雪の中からほほ笑むフクジュソウ(大町市平)

雪に埋もれ淡い日差しを集めて咲くフクジュソウ。残雪の中に温かな春の領域をつくる=ニコンD5、ニコンAFマイクロニッコール105ミリ

癒やしを届ける小さな春の窓

暖冬傾向で記録的に雪が少ない今冬の松本平。北端の木崎湖に近い大町市平地区の雪の中で、ほほ笑むように咲くフクジュソウに出合った。ほほ笑みのステージは、残雪に埋もれる南側の斜面の土手。2月17日午前に撮影した。例年より1カ月以上早い。
フクジュソウの花がいち早く周りの雪を解かし、小さな春の領域をつくっている。開いた雪の窓の中で、金杯を思わせるような花の姿が癒やしの世界へいざなう。
レース状に残った雪に包まれて咲く株を見つけ、マイクロレンズで迫った。雪の中で咲く生命力の強さが伝わってきた。

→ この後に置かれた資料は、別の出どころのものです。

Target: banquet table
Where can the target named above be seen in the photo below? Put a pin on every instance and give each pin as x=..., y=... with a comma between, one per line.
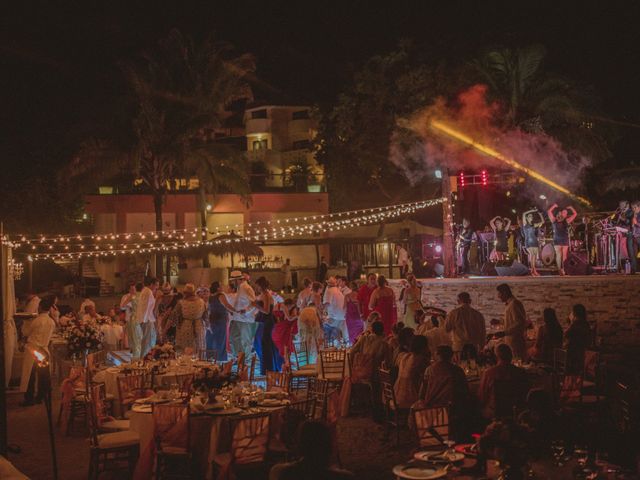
x=210, y=429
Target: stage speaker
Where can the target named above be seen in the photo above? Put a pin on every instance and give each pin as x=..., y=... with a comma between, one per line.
x=488, y=269
x=577, y=264
x=511, y=269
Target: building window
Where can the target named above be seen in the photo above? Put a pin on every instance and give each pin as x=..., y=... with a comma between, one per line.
x=302, y=145
x=300, y=115
x=259, y=113
x=260, y=144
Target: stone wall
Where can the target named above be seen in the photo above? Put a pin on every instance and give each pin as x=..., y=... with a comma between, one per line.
x=612, y=301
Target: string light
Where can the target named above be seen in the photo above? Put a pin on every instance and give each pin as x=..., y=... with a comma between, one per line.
x=269, y=231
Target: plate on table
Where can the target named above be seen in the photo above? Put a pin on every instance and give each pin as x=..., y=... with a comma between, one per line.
x=273, y=402
x=141, y=408
x=226, y=411
x=416, y=471
x=468, y=449
x=439, y=457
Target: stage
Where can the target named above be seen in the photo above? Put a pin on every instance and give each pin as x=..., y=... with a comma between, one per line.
x=612, y=301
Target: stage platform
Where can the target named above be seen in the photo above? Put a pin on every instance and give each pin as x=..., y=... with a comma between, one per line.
x=612, y=301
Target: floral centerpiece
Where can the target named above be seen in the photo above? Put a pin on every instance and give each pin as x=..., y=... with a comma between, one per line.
x=210, y=379
x=161, y=352
x=82, y=336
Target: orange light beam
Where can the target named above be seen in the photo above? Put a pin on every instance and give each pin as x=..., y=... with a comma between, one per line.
x=453, y=133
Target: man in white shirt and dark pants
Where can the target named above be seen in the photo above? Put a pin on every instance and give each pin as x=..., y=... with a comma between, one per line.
x=335, y=326
x=145, y=315
x=243, y=326
x=38, y=333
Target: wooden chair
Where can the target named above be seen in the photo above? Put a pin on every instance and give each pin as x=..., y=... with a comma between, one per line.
x=319, y=391
x=105, y=422
x=432, y=426
x=249, y=444
x=559, y=361
x=130, y=389
x=207, y=355
x=277, y=381
x=293, y=416
x=394, y=417
x=184, y=382
x=332, y=365
x=110, y=450
x=172, y=435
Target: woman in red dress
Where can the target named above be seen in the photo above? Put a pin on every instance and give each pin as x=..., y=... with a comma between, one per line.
x=383, y=301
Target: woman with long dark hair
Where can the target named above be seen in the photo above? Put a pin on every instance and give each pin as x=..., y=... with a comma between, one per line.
x=548, y=338
x=270, y=359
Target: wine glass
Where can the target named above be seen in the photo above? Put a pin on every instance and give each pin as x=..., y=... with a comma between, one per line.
x=582, y=454
x=557, y=448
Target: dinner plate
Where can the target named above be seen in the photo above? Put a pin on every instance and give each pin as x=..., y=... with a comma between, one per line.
x=469, y=449
x=415, y=471
x=438, y=457
x=142, y=408
x=227, y=411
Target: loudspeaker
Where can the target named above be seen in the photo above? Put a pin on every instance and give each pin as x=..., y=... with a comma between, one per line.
x=488, y=269
x=577, y=264
x=509, y=269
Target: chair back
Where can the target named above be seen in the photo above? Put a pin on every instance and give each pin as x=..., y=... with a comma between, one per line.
x=250, y=439
x=591, y=365
x=294, y=415
x=432, y=426
x=386, y=384
x=361, y=367
x=205, y=355
x=131, y=388
x=319, y=391
x=96, y=360
x=278, y=381
x=508, y=399
x=559, y=361
x=184, y=382
x=332, y=363
x=172, y=425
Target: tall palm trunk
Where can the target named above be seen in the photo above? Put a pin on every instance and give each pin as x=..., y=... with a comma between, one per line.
x=202, y=200
x=157, y=206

花は日が当たると一斉に開き、陰ると早々と閉じる。他の野草に比べ光の明暗に機敏に反応する。花びらはパラボラアンテナのように開き、淡い春の光を集めて咲く。その角度が絶妙で、花の中心に温もりを集め、大切な雌しべを守っていることにも驚かされる。寒さの中で、命をつなぐ賢さを備えていて不思議だ。

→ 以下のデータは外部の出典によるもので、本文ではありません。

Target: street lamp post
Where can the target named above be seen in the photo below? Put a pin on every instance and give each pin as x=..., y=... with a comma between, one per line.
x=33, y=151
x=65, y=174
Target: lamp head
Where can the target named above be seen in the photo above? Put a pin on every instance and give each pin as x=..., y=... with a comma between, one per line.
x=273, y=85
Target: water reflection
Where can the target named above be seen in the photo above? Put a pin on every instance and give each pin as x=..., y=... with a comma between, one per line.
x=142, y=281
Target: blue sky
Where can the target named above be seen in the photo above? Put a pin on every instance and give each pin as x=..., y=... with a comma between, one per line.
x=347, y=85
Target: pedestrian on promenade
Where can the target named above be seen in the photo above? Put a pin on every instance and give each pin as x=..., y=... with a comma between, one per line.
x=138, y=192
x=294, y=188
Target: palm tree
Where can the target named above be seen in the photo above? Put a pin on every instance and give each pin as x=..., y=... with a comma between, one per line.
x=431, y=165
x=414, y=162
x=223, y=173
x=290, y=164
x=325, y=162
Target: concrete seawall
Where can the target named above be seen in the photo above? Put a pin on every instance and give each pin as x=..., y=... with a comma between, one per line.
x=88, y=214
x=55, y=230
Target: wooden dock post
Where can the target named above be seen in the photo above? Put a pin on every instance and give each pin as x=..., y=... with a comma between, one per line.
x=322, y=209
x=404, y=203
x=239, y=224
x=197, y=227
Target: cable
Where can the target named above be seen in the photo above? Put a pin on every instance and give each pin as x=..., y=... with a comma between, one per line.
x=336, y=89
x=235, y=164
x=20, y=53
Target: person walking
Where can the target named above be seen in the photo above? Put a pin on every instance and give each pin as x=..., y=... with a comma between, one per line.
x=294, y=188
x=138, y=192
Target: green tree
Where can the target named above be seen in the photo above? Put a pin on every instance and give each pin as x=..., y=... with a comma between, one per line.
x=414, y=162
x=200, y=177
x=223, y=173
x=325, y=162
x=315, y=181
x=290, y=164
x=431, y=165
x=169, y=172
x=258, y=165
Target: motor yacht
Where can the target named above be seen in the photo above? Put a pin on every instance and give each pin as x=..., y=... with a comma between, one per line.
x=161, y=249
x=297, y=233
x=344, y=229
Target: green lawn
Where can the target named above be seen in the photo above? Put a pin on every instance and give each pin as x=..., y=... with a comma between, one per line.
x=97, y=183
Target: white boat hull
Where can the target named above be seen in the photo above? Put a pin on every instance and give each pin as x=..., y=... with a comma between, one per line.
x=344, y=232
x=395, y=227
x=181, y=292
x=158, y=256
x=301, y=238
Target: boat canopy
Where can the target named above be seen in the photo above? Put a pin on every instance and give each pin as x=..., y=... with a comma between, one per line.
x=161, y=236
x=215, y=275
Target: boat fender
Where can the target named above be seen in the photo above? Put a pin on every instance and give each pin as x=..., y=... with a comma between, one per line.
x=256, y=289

学名は、アドニスラモサ(Adonisramosa)。キンポウゲ科に分類され、世界には30種以上があり、日本固有種もある。漢字では「福寿草」。旧暦の元旦(2月初めごろ)に咲くことから「元日草」とも呼ばれ、春を告げる花として知られる。花言葉は「幸せを招く」「永久の幸福」である。